We’re pretty smart about that. After the first two
or three times, it ain’t going to help
to say it 85 more times. So he doesn’t need to say,
“Furniture, furniture, furniture, furniture,
furniture.” If someone talked like this, they’d be the most annoying
person in the world, right? So you may work with SEOs.
You may be an SEO. And you may get this question, “Well, what should
my keyword density be?” Don’t worry
about your keyword density. If you have the word
on your page two, three times, Google knows about that word. Think about reading it
out loud. If it sounds
like something normal if someone were reading it
out loud, that’s pretty good. It doesn’t need to be
like you’re a bot saying the word “furniture”
over and over and over again. And there’s a few
interesting things here. He focuses
on the word “furniture,” but he could probably think
about other synonyms, right? Go to the Google keyword tool. There’s lots of keyword tools
around the Web. What are some other words
for “furniture” that he could use
instead of “furniture”? That’s the sort of thing
that users might type in. Okay, so here’s
a little interlude. Savetheinternet.com is dedicated
to net neutrality, Internet heroes and villains. It’s, uh, hosted by Free Press. This is a cool site. This is a site
which is about issues. This is a site about spreading
the word on net neutrality, which, personally, I think
is a pretty cool idea, except… See this, uh–
see, I was on savetheinternet. I’m going to go check out
their blog. So I go and I try to access blog/wp-content/uploads/authors
/pleddle.html. What do you think–
assuming the Wi-Fi holds– what do you think
I’m going to land on if I’m looking
at this site’s blog? Am I going to learn more
about net neutrality? Am I going to learn
about freedom of the press? If you look down here, now it’s waiting
for healthshoponline. Why is a site
about net neutrality linking me
to healthshoponline? It turns out this site
has been hacked. And if you visit the blog,
you’ll be offered VIAGRA, okay? So the point that I want
to get across– and here it comes. Canadian Pharmacy. Number-one Internet online
drug store, right? You guys, as developers, are due for, like,
the most concentrated attack of hackers
that you would believe. It used to be people
would get individual PCs and hack their botnets. And as PCs get better, as more people roll out things
like Windows 7 or switch to a Mac or use different browsers
that are more hardened, the clients are–
are getting pretty good. It’s hard to hack
one of these bots– one of these PCs. So now people are going
to be attacking your Web server. So you have to keep
your server patched. This savetheinternet,
I’ve been to it before. I was like, “Oh, what are they
doing selling pills?” And it turns out, you know,
if you click on “blog,” it says something like, uh,
“We’ve been hacked. We’re trying to figure out
what’s going on.” And yet the hack
is still live, right? So as soon as you find out
that you’ve been hacked, take it all down. Go ahead,
restore from backups. You have to apply your
server stuff really frequently. So stuff like WordPress,
for example, comes out with relatively
frequent updates, and it’s relatively easy. So now they’ve gotten
the blog back, but they don’t realize that
they’re still selling pills. So if you have a site, one thing that I would
absolutely recommend, just run it as a daily search, or set it up in, you know, uh,
just a cron job or something. Do site:yourdomain.com
VIAGRA. Or site:yourdomain.com pills,
or online gambling, or XENICAL,
or Hydrocodone. You know, pick your favorite
debt consolidation, mortgages,
spammy kind of query, because if you’re hacked, then you’ll find out
about it really soon, and you’ll be able to fix it
before it starts to effect your search rankings. Questions about that?

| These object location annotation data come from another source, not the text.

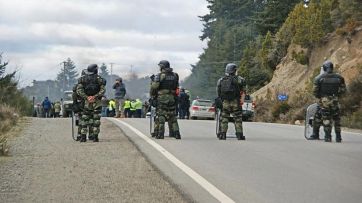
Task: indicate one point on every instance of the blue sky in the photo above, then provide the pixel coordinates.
(37, 35)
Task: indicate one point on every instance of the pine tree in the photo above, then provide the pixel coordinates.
(67, 76)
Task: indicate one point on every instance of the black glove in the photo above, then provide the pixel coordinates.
(218, 103)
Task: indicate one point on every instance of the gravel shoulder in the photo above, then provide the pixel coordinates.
(45, 165)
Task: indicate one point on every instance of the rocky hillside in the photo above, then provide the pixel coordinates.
(291, 76)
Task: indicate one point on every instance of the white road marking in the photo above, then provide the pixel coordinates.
(216, 193)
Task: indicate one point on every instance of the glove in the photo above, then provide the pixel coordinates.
(218, 103)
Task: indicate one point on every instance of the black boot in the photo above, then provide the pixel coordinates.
(160, 135)
(240, 136)
(338, 137)
(83, 138)
(222, 136)
(177, 135)
(154, 134)
(95, 138)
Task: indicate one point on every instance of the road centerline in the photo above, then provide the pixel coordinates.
(210, 188)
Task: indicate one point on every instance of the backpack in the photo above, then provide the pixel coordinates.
(91, 85)
(229, 89)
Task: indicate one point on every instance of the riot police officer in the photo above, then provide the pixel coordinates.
(164, 88)
(328, 87)
(229, 89)
(91, 88)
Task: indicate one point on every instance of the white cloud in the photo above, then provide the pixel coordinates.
(36, 36)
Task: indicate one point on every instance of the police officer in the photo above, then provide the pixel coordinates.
(229, 89)
(78, 104)
(91, 88)
(164, 88)
(328, 87)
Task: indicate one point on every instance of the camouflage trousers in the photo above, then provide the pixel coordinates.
(327, 113)
(164, 114)
(90, 119)
(157, 126)
(233, 108)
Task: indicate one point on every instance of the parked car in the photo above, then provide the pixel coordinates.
(201, 108)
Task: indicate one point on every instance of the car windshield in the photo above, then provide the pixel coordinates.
(202, 103)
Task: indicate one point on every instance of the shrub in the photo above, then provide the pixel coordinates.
(301, 57)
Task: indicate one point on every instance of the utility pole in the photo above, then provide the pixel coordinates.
(111, 73)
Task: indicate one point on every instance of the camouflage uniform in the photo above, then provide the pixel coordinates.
(164, 89)
(328, 87)
(90, 116)
(231, 105)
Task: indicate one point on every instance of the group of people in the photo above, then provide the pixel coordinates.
(165, 98)
(47, 109)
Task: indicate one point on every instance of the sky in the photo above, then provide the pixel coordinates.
(36, 36)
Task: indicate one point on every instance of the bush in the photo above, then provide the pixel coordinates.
(301, 57)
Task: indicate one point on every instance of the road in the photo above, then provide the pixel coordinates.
(274, 164)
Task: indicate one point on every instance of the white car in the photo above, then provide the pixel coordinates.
(201, 108)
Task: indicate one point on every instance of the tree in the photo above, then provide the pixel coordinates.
(67, 76)
(273, 15)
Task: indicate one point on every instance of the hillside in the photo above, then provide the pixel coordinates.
(291, 77)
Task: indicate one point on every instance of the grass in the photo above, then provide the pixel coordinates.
(8, 126)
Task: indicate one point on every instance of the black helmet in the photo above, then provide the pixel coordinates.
(230, 69)
(164, 64)
(92, 69)
(328, 66)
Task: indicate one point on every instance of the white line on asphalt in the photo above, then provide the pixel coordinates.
(216, 193)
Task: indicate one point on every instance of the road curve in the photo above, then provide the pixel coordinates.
(274, 164)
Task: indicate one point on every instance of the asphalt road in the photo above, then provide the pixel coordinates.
(274, 164)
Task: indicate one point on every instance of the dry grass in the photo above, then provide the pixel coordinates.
(8, 119)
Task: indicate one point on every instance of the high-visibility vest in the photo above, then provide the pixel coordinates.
(127, 104)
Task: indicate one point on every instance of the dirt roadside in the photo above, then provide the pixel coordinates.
(46, 165)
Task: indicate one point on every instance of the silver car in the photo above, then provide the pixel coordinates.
(201, 108)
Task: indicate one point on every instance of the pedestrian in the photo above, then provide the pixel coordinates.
(57, 108)
(132, 110)
(111, 109)
(146, 108)
(104, 102)
(127, 108)
(91, 88)
(328, 88)
(138, 106)
(119, 94)
(47, 105)
(229, 88)
(164, 89)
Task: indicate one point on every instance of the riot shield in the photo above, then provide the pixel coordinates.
(309, 117)
(152, 119)
(218, 122)
(75, 122)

Make sense? Yeah. Yeah. Yep. Yep. Yeah. So the–the question is,
“If you use WordPress, you know, it’s pretty easy
to get hacked.” And the fact is, WordPress
has gotten much, much better. You know, they’re including
one-time keys, all sorts of nonces,
things that protect you. So 2.7.1, 2.7.0 are a lot less likely
to be hacked. But if you use
a stupid password– like, suppose their admin
password was “savetheinternet,” people could still guess it. People can still hack it. We’re actually in the process– there’s a–there’s a site,
google.com/webmasters, and whenever we see your site
get hacked, we will often try
to send you a message and say, “Hey, we found the
following text on your page.” Now, we can’t detect that you’re
hacked every single time. But one thing that we’ve done
is we’ve scanned for obsolete versions
of software. And we’ve said, “Okay, if you’re running
WordPress 2.1.0, you’re basically naked
on the Internet,” right? If you’re running a version
of WordPress, you know, 2.2.1, you’re still naked
on the Internet. And it’s not WordPress. It’s Joomla!,
it’s, uh, you know, all sorts of different–
Drupal– all these packages have had
holes at different times. So Google will try
to give you a warning, but we don’t guarantee you
that we’ll warn you. Yeah. [man speaking indistinctly] Yeah. [man speaking indistinctly] Yeah. Yeah. So we can take it offline
a little bit. But the basic idea is, if you notice
that you’ve been hacked, take your site down,
restore from backups, make sure that you’re
as secure as possible. And then you can do what’s known
as a reconsideration request, at least for Google. And that says, “Hey, we’re okay.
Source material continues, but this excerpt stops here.